Gold rose for a third straight session on Wednesday, helped by a weaker dollar and on expectations the Federal Reserve will maintain its accommodative policy to support the US economy through the coronavirus crisis.
Spot gold was up 0.2 per cent to $1,717.97 per ounce at 0928 GMT, having jumped more than 1 per cent in the last session.

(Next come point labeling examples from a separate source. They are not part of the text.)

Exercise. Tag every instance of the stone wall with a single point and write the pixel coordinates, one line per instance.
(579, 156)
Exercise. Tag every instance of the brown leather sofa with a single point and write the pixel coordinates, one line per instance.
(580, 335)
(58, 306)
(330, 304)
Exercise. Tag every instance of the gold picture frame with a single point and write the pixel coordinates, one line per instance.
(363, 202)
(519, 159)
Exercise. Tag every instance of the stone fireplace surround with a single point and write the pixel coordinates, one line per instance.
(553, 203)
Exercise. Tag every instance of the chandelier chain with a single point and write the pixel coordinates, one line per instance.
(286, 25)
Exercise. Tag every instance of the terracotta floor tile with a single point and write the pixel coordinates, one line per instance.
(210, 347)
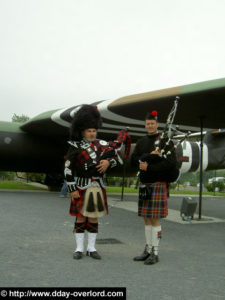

US gold futures gained 0.2 per cent to $1,725.30.
“While you can be optimistic about the fact that the US economy did add some jobs, that doesn’t necessarily mean the crisis is over,” said Michael Hewson, chief market analyst at CMC Markets UK.
The Fed was likely to remain fairly easy for quite sometime and the economic outlook was likely to remain cloudy, Hewson said, adding that a weaker dollar was helping prices.
The dollar fell to a near three-month low against key rivals ahead of the outcome of Fed’s monetary policy meeting at 1800 GMT.
The US central bankers will be publishing their first economic projections since the pandemic set off a recession in February.
“Gold traders would be looking to clues from the Fed as to the reality of a V-shaped economic recovery or whether stock market investors have gone ahead of themselves in assuming a V-shaped recovery,” Phillip Futures said in a note.
Easy monetary policy tends to benefit non-yielding gold and weighs on dollar and Treasury yields. Gold is also seen as a safe-haven during economic uncertainties.
The global economy will suffer the biggest peace-time downturn in a century, the OECD said on Wednesday.
Goldman Sachs expects gold to reach $1,800 per ounce on a 12-month basis and the tail risk of above-target inflation as a potential driver for prices to climb beyond $2,000.
Elsewhere, silver gained 0.2 per cent to $17.63 an ounce, palladium climbed 0.4 per cent to $1,948.72, while platinum fell 0.5 per cent to $832.81.